On 2023/6/27 2:33, Jason Gunthorpe wrote:
On Sun, Jun 25, 2023 at 02:30:46PM +0800, Baolu Lu wrote:
Agreed. We should avoid workqueue in sva iopf framework. Perhaps we could go ahead with below code? It will be registered to device with iommu_register_device_fault_handler() in IOMMU_DEV_FEAT_IOPF enabling path. Un-registering in the disable path of cause.
This maze needs to be undone as well.
It makes no sense that all the drivers are calling
iommu_register_device_fault_handler(dev, iommu_queue_iopf, dev);
The driver should RX a PRI fault and deliver it to some core code function, this looks like a good start:
static int io_pgfault_handler(struct iommu_fault *fault, void *cookie) { ioasid_t pasid = fault->prm.pasid; struct device *dev = cookie; struct iommu_domain *domain;
if (fault->type != IOMMU_FAULT_PAGE_REQ) return -EOPNOTSUPP; if (fault->prm.flags & IOMMU_FAULT_PAGE_REQUEST_PASID_VALID) domain = iommu_get_domain_for_dev_pasid(dev, pasid, 0); else domain = iommu_get_domain_for_dev(dev); if (!domain || !domain->iopf_handler) return -ENODEV; if (domain->type == IOMMU_DOMAIN_SVA) return iommu_queue_iopf(fault, cookie); return domain->iopf_handler(fault, dev, domain->fault_data);
Then we find the domain that owns the translation and invoke its domain->ops->iopf_handler()
Agreed. The iommu_register_device_fault_handler() could only be called by the device drivers who want to handle the DMA faults and IO page faults by themselves in any special ways.
By default, the faults should be dispatched to domain->iopf_handler in a generic core code.

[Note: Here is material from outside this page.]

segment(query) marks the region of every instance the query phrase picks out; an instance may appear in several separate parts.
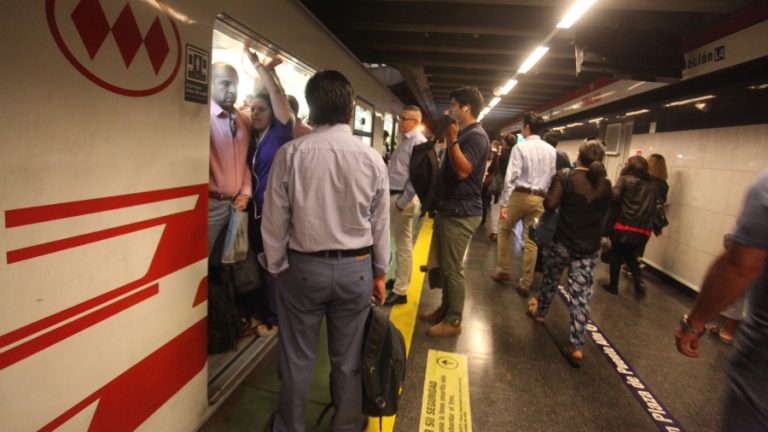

If the driver created a SVA domain then the op should point to some generic 'handle sva fault' function. There shouldn't be weird SVA stuff in the core code.
The weird SVA stuff is really just a generic per-device workqueue dispatcher, so if we think that is valuable then it should be integrated into the iommu_domain (domain->ops->use_iopf_workqueue = true for instance). Then it could route the fault through the workqueue and still invoke domain->ops->iopf_handler.
The word "SVA" should not appear in any of this.
Yes. We should make it generic. The domain->use_iopf_workqueue flag denotes that the page faults of a fault group should be put together and then be handled and responded in a workqueue. Otherwise, the page fault is dispatched to domain->iopf_handler directly.
Not sure what iommu_register_device_fault_handler() has to do with all of this.. Setting up the dev_iommu stuff to allow for the workqueue should happen dynamically during domain attach, ideally in the core code before calling to the driver.
There are two pointers under struct dev_iommu for fault handling.
/** * struct dev_iommu - Collection of per-device IOMMU data * * @fault_param: IOMMU detected device fault reporting data * @iopf_param: I/O Page Fault queue and data
[...]
struct dev_iommu { struct mutex lock; struct iommu_fault_param *fault_param; struct iopf_device_param *iopf_param;
My understanding is that @fault_param is a place holder for generic things, while @iopf_param is workqueue specific. Perhaps we could make @fault_param static and initialize it during iommu device_probe, as IOMMU fault is generic on every device managed by an IOMMU.
@iopf_param could be allocated on demand. (perhaps renaming it to a more meaningful one?) It happens before a domain with use_iopf_workqueue flag set attaches to a device. iopf_param keeps alive until device_release.
Also, I can understand there is a need to turn on PRI support really early, and it can make sense to have some IOMMU_DEV_FEAT_IOPF/SVA to ask to turn it on.. But that should really only be needed if the HW cannot turn it on dynamically during domain attach of a PRI enabled domain.
It needs cleaning up..
Yes. I can put this and other cleanup things that we've discussed in a preparation series and send it out for review after the next rc1 is released.
Jason
Best regards, baolu